WHAT MAKES FOR a saint? In the conception of the Catholic Church, which will anoint Mother Teresa as one on Sunday, 4 September, it is intimately tied to the ability to perform miracles. The Vatican did its best to hurry the process along, making it one of the swiftest in the Church’s history. Usually, there is a five-year period after a person’s death for due diligence, but in Mother Teresa’s case, it was thought that there really was no need for that since her credentials had been well established during her life itself. There was her charity work, of alleviating the suffering of the destitute and dying in a Kolkata that was the most abjectly miserable city in an India roiled by deprivation.
But two miracles were still needed. The first came in the form of a cancer patient in Kolkata named Monica Besra, who had taken sanctuary with the Missionaries of Charity. A medal touched by Mother Teresa was placed on her stomach on the first death anniversary and the next day the tumour had apparently vanished.

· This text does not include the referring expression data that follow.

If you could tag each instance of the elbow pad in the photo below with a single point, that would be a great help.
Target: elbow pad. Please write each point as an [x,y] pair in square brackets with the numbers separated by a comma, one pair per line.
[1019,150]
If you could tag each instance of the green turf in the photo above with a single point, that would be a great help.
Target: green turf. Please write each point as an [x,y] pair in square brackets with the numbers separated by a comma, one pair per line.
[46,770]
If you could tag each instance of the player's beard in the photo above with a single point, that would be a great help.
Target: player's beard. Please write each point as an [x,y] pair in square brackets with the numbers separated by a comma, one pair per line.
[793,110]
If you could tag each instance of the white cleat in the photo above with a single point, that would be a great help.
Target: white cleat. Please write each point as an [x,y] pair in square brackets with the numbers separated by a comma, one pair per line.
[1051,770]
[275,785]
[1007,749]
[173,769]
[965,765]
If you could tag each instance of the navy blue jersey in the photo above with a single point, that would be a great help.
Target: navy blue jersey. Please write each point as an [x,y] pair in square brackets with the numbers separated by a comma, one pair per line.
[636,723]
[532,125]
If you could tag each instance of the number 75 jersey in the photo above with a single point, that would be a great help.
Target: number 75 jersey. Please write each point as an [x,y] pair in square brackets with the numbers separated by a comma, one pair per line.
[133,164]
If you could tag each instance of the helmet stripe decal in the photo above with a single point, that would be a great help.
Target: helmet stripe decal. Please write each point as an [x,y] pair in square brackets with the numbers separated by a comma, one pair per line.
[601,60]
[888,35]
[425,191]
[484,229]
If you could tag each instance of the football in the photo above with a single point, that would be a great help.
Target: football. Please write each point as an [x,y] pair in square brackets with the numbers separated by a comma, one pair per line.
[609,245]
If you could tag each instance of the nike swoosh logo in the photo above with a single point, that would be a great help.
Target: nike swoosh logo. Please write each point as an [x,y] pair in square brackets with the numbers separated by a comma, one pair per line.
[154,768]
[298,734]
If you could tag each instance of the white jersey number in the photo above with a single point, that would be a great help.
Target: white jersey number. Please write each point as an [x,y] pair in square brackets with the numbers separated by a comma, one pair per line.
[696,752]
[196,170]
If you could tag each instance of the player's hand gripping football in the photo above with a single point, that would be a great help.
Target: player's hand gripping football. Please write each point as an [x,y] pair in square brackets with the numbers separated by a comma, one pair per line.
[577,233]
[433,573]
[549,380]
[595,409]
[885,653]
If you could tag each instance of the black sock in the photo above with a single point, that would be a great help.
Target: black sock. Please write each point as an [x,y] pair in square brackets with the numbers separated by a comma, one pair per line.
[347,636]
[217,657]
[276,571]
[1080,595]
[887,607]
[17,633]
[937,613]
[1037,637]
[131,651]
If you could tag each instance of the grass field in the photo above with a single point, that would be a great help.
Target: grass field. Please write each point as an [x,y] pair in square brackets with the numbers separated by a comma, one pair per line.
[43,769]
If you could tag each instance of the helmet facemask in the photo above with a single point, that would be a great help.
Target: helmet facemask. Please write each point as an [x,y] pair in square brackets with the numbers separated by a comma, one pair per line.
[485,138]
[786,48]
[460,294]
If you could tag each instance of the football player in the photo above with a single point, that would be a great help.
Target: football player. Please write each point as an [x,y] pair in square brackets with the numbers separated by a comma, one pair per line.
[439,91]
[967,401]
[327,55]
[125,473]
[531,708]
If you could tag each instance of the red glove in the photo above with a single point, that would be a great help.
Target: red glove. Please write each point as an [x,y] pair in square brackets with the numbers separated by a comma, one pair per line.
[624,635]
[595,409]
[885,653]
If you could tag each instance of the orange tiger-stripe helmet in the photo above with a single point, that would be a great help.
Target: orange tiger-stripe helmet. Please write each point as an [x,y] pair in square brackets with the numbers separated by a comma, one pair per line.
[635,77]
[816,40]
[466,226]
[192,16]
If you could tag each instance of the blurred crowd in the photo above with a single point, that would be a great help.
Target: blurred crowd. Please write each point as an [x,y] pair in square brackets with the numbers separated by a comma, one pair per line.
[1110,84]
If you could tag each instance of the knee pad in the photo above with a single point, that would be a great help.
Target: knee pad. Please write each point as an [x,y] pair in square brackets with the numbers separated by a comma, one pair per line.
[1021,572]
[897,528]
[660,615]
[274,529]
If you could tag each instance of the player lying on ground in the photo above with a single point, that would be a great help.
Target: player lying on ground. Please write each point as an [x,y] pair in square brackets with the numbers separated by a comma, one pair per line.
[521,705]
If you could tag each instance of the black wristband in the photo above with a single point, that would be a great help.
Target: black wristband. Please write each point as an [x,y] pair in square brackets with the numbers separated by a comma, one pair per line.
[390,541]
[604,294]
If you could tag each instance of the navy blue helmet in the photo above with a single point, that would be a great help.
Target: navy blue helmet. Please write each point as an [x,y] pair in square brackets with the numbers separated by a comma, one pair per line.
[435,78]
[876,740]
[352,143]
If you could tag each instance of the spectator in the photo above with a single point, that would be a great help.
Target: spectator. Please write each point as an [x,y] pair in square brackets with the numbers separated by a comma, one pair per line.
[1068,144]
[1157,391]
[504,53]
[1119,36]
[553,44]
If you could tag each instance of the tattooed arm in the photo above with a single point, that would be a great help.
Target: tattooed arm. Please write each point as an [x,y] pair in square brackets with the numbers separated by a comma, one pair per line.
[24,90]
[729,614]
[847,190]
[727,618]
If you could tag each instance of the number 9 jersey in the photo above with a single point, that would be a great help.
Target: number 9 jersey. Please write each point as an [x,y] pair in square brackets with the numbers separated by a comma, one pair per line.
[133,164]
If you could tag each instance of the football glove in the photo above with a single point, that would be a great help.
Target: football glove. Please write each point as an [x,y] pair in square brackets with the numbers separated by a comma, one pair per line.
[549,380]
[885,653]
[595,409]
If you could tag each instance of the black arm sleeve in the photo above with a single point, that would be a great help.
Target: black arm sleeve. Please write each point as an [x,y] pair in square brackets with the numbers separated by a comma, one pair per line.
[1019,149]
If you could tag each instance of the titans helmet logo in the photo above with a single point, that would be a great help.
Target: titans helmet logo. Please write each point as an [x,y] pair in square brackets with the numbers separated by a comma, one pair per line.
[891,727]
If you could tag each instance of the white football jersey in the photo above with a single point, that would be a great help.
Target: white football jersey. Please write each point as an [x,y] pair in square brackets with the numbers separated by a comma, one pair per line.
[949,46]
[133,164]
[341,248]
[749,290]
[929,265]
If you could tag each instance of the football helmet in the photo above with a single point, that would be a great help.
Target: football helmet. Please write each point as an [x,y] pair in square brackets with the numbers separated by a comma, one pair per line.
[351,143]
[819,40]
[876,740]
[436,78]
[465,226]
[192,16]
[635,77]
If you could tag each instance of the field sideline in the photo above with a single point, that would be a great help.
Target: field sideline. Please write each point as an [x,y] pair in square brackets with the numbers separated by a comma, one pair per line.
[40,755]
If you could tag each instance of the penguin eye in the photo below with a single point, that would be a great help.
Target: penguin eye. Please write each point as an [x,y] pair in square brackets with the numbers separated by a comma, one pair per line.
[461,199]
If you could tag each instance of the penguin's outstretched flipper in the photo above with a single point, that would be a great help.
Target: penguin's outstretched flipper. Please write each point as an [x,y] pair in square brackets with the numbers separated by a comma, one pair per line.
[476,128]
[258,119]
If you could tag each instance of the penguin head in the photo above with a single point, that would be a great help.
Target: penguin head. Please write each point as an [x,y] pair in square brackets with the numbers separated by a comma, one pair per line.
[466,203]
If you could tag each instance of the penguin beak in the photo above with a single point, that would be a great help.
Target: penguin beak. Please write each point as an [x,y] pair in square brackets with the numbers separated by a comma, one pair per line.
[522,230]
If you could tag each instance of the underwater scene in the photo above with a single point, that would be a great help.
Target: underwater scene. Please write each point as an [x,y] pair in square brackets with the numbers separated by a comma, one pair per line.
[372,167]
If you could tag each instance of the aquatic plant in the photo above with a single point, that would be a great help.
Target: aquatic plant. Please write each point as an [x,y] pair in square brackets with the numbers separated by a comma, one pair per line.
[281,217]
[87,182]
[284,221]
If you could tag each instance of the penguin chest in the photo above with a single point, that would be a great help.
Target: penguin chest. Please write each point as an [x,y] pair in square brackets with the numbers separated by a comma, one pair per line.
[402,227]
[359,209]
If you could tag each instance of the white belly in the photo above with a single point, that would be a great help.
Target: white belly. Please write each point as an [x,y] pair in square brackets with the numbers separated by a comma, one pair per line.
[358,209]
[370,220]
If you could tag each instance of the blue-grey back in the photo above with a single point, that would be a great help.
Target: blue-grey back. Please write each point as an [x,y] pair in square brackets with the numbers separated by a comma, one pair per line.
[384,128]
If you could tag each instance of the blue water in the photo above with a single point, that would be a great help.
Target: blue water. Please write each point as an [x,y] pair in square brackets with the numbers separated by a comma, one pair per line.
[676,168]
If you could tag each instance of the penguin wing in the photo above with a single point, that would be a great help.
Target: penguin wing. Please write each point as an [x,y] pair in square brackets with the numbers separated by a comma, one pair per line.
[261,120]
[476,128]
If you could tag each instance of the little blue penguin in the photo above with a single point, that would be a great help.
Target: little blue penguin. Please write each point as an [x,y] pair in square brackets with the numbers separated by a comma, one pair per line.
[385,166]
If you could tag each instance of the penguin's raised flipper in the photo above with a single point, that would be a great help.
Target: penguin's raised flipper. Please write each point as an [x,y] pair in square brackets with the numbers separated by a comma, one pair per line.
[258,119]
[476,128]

The second happened in faraway Brazil. A man suffering from brain infection and brain abscesses had been almost given up for dead. A priest suggested that he and his wife pray to Mother Teresa. The American publication National Christian Register writes, ‘Andrino, however, slipped into a coma as treatments failed, and while Rocha prayed, he was taken in for last-ditch surgery. When the surgeon entered the operating room, he found Andrino awake and asking him what was going on. Andrino made a full recovery, and the couple went on to have two children, even though it was deemed by doctors to be a near medical impossibility.’
Disbelievers would say that these are hardly the kind of miracles that can stand the scrutiny of science. Unexplained recoveries of terminal patients do happen often and it is a fair bet given the state of mind of such a patient and his or her family that they would be praying to someone. There have been other criticisms against Mother Teresa, by atheists like the late Christopher Hitchens. They point to her accepting a donation from a Haitian dictator with a serious human rights violation record. Or that her motive for charity was really to collect souls for her church and God, evident in a number of those ailing under her care converting their religion.
Is there a middle path between these two opposite perspectives? Perhaps, if you modify the definition of a ‘saint’, linking it to the end result of his or her work, and not motivations or associations. That millions benefited because of her is undeniable and, while a richer India might be replete with charity organisations now, her work came at a time when it was needed most.
The Catholic Church needs symbols like saints to remain relevant and appealing. But those who are not sold on religion can at least see that even now, almost 19 years after her death, she remains an inspiration for others to do good. Whether she now sits in heaven, let’s leave to faith.